Branding doesn’t have to be propaganda

The greatest brands tell the biggest lies. Although not all branding is bad, the art of modern branding is indeed very often the art of manipulation and propaganda.

For many years, Coca Cola has been the world’s most valuable brand. Think about that for a moment. Here is a company that is more responsible than perhaps any other for spreading the global obesity and diabetes epidemic with its sugar-saturated drinks. Here is a company more than any other that is responsible for the mountains of plastic waste that are poisoning our lands and seas. And this is a cool brand?

Think of H&M and Zara. Are these cool brands? Fast fashion sits next to oil as the biggest polluter on the planet. Today, we are buying far more clothes, wearing them far less, and dumping them far more often. Most of these cheap new clothes are made by poorly-paid workers who toil in unsafe conditions. The clothes themselves are increasingly made from plastic polymers, thus they are not recyclable and result in toxic waste. Most of what we donate to charity shops end up being sold on to poorer countries, thereby collapsing their native fashion industries. And we think the brands who do this are cool because they have good branding.

Even organizations that offer valuable and useful products and services get caught up in the allure of toxic branding. The Coca Colas of this world must tell big lies because the more you know about their product, the less likely you will be to buy it. Therefore, they must invent fictions because their reality is so toxic.

If you deliver something useful, then you don’t need fake branding. Why not consider telling the truth? McKinsey reported about a government tax agency who used to say it would distribute refunds in an average of two days, when it actually took much longer. Instead, they started saying that people would receive the refund within 21 days—which was much closer to the reality. Customers were happier and support calls were reduced dramatically.
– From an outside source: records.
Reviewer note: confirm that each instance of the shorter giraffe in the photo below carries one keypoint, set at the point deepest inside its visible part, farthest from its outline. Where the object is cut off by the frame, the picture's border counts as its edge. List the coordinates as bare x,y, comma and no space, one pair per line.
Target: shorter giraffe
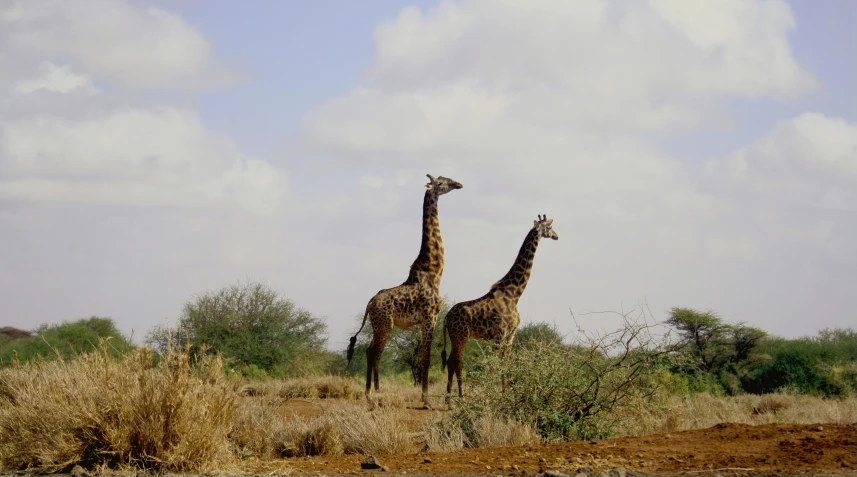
494,316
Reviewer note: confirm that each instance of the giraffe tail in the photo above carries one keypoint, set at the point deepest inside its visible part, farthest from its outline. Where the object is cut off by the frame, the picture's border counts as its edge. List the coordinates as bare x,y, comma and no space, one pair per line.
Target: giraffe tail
353,341
443,353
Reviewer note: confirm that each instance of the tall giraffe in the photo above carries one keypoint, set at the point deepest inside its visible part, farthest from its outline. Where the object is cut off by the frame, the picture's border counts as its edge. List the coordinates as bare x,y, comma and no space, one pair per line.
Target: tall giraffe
416,302
494,316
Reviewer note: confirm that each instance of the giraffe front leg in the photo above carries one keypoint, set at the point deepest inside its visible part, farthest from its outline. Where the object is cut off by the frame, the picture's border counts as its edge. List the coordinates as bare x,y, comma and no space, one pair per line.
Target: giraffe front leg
428,334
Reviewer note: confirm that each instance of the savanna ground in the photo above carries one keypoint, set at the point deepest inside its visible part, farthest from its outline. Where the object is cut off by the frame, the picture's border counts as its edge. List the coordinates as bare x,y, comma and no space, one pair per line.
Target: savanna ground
626,400
88,411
If your product is actually useful then don’t be afraid to show off how useful it is. Don’t hide behind big stupid stock images that say absolutely nothing. Don’t suffocate your customers with empty marketing jargon when you can actually say something useful. For organizations that are useful, marketing and communication should stress the use.

I once sat in a room presenting a design that allowed customers find what they needed really quickly. Everything was simple. Everything worked. We had lots of evidence of how the design had evolved based on use. It was fast. It was simple. It did exactly what the organization needed it to do. It just worked. Everyone was really impressed, even the branding guy. He thought it was fantastic, but he just had one question: “What about the branding?”
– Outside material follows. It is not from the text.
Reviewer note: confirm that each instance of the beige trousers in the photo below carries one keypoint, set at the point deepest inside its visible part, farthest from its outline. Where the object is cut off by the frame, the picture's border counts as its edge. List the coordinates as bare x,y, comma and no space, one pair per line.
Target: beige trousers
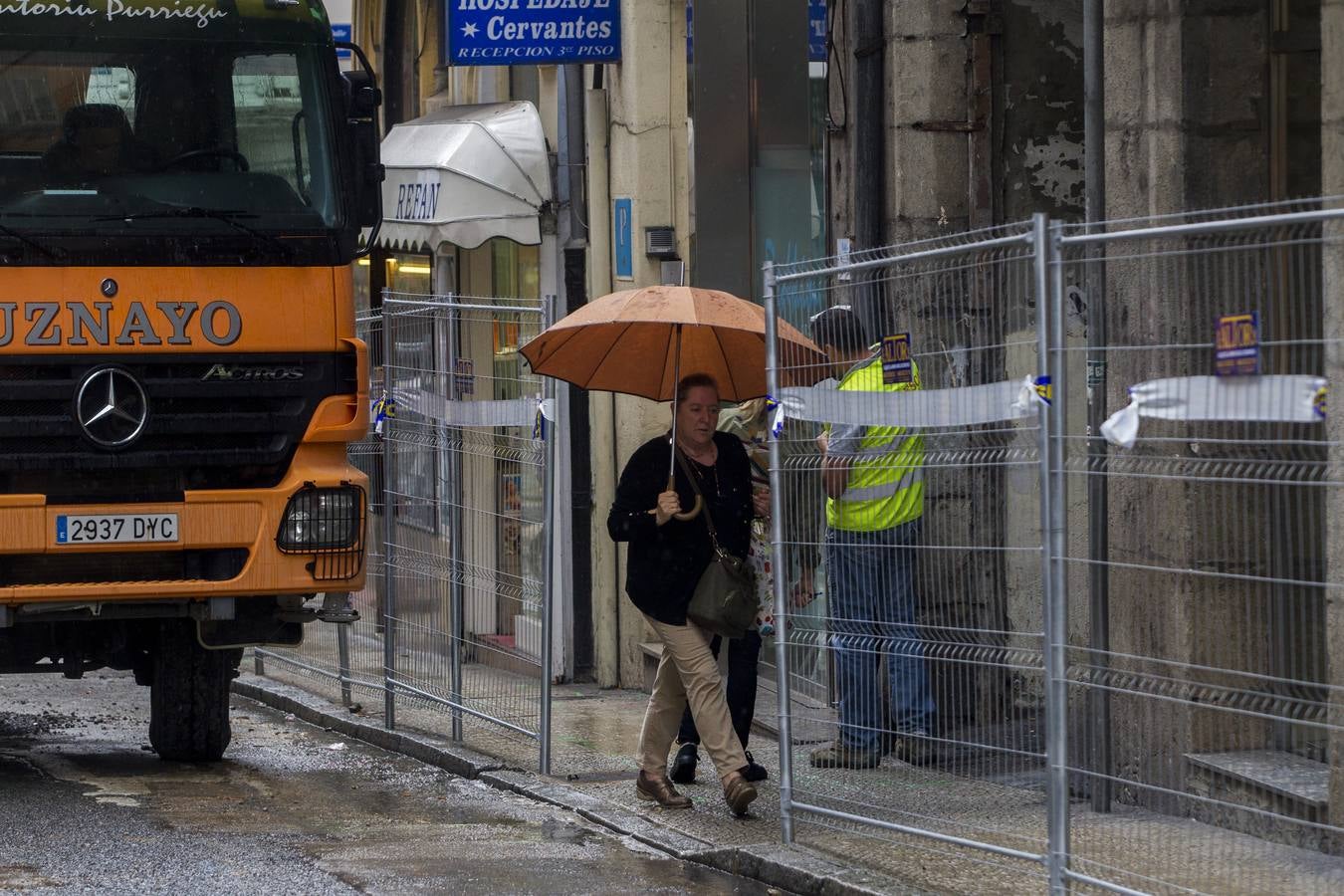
687,673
Unless you need to lie to customers, your branding is your simplicity. Your branding is your usefulness. Every time a customer can find something quickly and easily, that’s branding. If the product you make starts every single time without fail, that’s branding. Transparent pricing is branding. Great customer service is branding. Branding can be about what is good and what is useful. Branding can be about the truth.

4 thoughts on “Branding doesn’t have to be propaganda

  1. Rao Kasibhotla

    Gerry, Hate to be a Debt Downer, but have to point out that Coke and other brands has no incentive to change when lying is working. For so long with seemingly no downside on the perceived value.
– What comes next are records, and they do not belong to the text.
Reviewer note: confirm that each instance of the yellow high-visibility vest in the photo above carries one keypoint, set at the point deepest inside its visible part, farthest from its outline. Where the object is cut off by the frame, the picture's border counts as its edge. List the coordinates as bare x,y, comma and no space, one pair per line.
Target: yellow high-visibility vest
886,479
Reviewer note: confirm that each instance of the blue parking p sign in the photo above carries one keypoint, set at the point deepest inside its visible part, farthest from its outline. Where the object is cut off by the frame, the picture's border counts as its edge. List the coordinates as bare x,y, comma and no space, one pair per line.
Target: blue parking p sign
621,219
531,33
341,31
    I am not condoning their behavior, but just saying that it is likely that there is so much gray area between complete and total honesty and propaganda and that propaganda may in fact be an essential element of value received. As Seth Godin says, companies lie because customers lie to themselves.

    Reply
    1. Gerry McGovern Post author

      For sure, lying works for some brands. Yeah, we do lie to ourselves. Also, brands have the know-how to manipulate our deepest instincts. They do their research well and can push all the right buttons. Some see other people as suckers to be fooled one more time. And, you’re right too that there’s a huge grey area where it’s a type of game the consumer and the brand plays with each other, and if the consumer is happy enough to pay, well then that’s their choice.

      Reply
  2. Paul Smith

    We pay approx 1000% price premium (compared to supermarket own brand colas) for some thing that supposedly takes rust off cars and cleans coins overnight (if you leave a dirty coin in a glass full of coke overnight). If you repeatedly shake all colas and let the fizz out – they are, in my opinion, simply undrinkable. I once interviewed the Euro Mktg Dir of Coca Cola who told me CC was, IN FACT, inferior (taste-wise to Pepsi). Ask people why they drink CC & they’ll say it tastes better! Bit like cigarettes or your first beer – disgusting but after a while we are conditioned (classically) & believe it tastes good. Extraordinary really!

    Reply
    1. Gerry McGovern Post author

      It is indeed, Paul, extraordinary how we can be conditioned by constant repetition of messages that target our addictions.